The mobile market is ripe for game developers to reach in and grab fistfuls of dollars. Just look at Rovio and it's wildly popular Angry Birds franchise. Rovio's revenue last year doubled to $195 million, and it's all because it recognized the potential for casual gaming on smartphones and tablets. Might Nintendo follow suit and start developing Android or iOS apps to beef up its bottom line?

Not a chance. Nintendo president Satoru Iwata made it very clear that what's been working for Nintendo for the past three decades is the same strategy it will continue to employ. Nintendo doesn't develop games for other platforms, plain and simple.

Nintendo 3DS

"If I was only concerned about managing Nintendo for this year and next year -- and not about what the company would be like in 10 or 20 years -- then I'd probably say that my point of view is nonsense," Iwata told The Wall Street Journal in an interview. "But if we think 20 years down the line, we may look back at the decision not to supply Nintendo games to smartphones and think that is the reason why the company is still here."
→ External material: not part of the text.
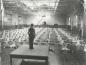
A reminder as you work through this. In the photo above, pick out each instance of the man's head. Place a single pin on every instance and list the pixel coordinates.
(32, 25)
Nintendo's still in good shape with its handful of iconic franchises, including Super Mario, Donkey Kong, Pokemon, and Zelda, though clearly the company is missing out on a mobile cash cow that's there for the waiting, potentially millions if not billions of dollars. Iwata's stance is especially interesting since his company's latest consoles -- Wii U and 3DS -- aren't meeting sales expectations.

What do you think, should Nintendo stick to its guns and only build games for its own hardware, or expand its horizons and develop apps for other platforms too?